Le Premier ministre Alexis Tsipras, le reconnait d’ailleurs lui-même lorsqu’il affirme lundi matin dès la signature de son accord avec les représentants de la zone euro : "la Grèce continuera à lutter afin de pouvoir renouer avec sa croissance et regagner notre souveraineté perdue". Le 15 février dernier il avait pourtant annoncé, comme but de ses négociations avec l’Union Européenne, "un nouveau programme" dont Athènes aurait eut la maîtrise. Alexis Tsipras n’aura tenu aucune de ses promesses de campagne et déçu les Grecs lui ayant donné leurs voix pour lutter contre l’austérité. C’est pourquoi il a perdu beaucoup plus qu’il n’avait misé, et donc espéré, lorsqu’il se jetait avec force, au début des négociations, dans un bras de fer contre ses créanciers européens, soutenu par le Président français.
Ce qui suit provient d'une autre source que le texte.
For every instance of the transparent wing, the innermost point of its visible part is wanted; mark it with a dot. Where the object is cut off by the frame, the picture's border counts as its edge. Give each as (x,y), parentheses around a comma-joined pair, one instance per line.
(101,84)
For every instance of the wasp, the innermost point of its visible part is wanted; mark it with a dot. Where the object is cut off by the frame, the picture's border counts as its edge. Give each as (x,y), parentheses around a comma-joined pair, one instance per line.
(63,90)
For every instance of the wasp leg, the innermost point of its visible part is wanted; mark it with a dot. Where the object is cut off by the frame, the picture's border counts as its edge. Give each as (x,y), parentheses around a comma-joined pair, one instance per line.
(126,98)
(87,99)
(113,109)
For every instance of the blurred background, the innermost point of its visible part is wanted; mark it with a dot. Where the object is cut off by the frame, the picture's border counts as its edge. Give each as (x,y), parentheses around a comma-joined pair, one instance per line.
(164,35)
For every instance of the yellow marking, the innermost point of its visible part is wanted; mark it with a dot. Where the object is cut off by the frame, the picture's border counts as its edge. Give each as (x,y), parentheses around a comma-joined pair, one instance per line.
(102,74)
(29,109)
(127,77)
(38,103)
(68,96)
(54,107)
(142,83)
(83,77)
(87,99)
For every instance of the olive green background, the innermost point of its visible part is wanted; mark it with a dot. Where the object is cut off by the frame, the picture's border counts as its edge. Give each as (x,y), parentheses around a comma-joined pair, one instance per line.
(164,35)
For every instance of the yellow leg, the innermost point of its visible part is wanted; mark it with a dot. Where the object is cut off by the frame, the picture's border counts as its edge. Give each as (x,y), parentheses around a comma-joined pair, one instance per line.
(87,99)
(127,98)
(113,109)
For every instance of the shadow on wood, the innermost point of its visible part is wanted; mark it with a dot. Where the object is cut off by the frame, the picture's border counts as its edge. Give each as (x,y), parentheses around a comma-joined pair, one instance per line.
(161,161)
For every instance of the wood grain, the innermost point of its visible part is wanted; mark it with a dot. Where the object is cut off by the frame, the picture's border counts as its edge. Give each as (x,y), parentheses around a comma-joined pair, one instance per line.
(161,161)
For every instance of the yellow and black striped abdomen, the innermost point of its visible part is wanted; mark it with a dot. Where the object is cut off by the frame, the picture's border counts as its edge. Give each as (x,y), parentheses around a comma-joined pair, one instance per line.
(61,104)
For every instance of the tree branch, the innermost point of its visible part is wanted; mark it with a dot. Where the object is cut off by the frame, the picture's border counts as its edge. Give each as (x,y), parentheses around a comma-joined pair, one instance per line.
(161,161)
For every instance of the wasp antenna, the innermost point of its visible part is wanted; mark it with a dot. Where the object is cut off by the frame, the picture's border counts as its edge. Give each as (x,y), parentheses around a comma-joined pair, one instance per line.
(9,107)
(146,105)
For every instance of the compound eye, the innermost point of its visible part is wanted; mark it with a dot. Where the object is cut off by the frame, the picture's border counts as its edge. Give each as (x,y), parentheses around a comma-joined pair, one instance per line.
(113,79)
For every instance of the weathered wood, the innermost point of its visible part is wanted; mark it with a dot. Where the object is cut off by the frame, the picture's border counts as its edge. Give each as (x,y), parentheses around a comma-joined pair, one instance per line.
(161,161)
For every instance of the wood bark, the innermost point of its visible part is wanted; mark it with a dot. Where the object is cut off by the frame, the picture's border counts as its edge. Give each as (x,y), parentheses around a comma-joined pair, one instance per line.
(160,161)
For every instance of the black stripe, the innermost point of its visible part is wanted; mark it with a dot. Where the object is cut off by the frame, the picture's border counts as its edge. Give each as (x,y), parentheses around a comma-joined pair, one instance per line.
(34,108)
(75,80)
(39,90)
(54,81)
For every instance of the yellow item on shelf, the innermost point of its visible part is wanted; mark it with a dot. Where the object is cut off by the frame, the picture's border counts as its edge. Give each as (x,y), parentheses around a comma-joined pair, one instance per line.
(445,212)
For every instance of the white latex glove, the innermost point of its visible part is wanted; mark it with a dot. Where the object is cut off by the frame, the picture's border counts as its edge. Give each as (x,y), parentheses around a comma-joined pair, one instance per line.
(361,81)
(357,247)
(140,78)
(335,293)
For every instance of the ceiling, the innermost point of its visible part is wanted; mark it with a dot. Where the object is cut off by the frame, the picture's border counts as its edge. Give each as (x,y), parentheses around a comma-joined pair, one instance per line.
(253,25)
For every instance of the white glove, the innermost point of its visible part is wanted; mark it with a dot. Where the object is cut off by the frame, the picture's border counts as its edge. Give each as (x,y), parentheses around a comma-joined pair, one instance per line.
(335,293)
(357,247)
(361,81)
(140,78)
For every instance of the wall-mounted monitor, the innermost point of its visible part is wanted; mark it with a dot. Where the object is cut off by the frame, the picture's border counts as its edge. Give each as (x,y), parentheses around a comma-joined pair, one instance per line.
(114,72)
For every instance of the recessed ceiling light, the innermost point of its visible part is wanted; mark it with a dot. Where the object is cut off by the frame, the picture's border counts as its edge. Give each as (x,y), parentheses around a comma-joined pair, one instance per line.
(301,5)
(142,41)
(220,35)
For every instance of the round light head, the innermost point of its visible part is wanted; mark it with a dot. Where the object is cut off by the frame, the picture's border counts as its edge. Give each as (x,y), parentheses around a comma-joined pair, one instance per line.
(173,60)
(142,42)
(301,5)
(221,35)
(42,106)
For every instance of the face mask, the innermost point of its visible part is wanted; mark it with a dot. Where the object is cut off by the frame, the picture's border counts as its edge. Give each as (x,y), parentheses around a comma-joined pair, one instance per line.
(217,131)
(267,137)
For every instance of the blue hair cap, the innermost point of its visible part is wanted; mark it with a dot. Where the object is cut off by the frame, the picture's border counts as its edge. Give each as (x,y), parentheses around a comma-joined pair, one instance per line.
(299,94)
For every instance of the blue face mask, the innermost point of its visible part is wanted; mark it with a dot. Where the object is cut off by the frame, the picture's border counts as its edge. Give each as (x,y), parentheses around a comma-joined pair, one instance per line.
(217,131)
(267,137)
François Hollande pour sa part, a tout de suite vu qu’il tenait, dans la période qui s’ouvrait, l’occasion de vivre un grand moment diplomatique. Le moyen de se placer dans l’orbite idéale des chefs d’Etats français l’ayant précédé et qui, depuis Charles de Gaulle, sont tenus de briller en politique extérieure.

Mais dans cette crise européenne majeure, le président français a aussi saisi sa chance de montrer à ses électeurs et à son propre parti, qu’il était capable de se hisser, dans la pratique, à la hauteur des promesses qu’il avait faites sur l’Europe pendant la campagne présidentielle de 2012.

C’est que François Hollande est dans l’urgence d’une échéance que le quinquennat et l’échec de sa politique rendent brulante : sa popularité est au plus bas, et les derniers sondages du mois de juillet le confirment, le chef de l’Etat entraine avec lui des records historiques de défiance. Ainsi le 2 juillet, alors que la CGT manifeste son "soutien au peuple grec", 72% des Français portent un jugement "défavorable" sur l’action du président (2). Pire, le 7 juillet, au plus fort de l’angoisse internationale d’un Grexit, seulement 24 % des Français se disent prêts à lui accorder leur confiance à pour "sortir de la crise actuelle entre la Grèce et les autres pays européens" alors même que 44 % d’entre eux sont plus confiants à l'égard d'Angela Merkel. Un résultat catastrophique pour le chef de l’Etat, dont le directeur du département opinion de l'Ifop disait : "On observe de manière cruelle et cinglante qu'aux yeux des opinions publiques françaises et allemandes, ce n'est pas François Hollande qui incarne le leadership européen mais Angela Merkel" (3).

Or, qu’on se souvienne du discours du Bourget, le seul qui fasse encore l’unanimité sur la personne du président de la République au sein de son propre parti et chez son ancien électorat. François Hollande y professait : "La France doit retrouver l’ambition de changer l’orientation de l’Europe. Elle imposera de savoir convaincre et entraîner nos partenaires, précisant, ce qui va changer, c’est le vote des Français, qui sera notre levier pour convaincre. Les destins de l’Europe et de la France sont liés, la grandeur de la France ne peut pas être séparée de la force de l’Europe. Nous avons besoin d’Europe, elle doit nous aider à sortir de la crise mais pas imposer une austérité sans fin qui peut nous entraîner dans la spirale de la dépression. (...) C’est pourquoi je proposerai à nos partenaires un pacte de responsabilité, de gouvernance et de croissance. Je renégocierai le traité européen issu de l’accord du 9 décembre pour lui apporter la dimension qui lui manque". Faute de n’avoir jamais renégocié quoi que ce soit, il est indéniable que le président de la République a très habillement joué sa carte personnelle dans la crise grecque.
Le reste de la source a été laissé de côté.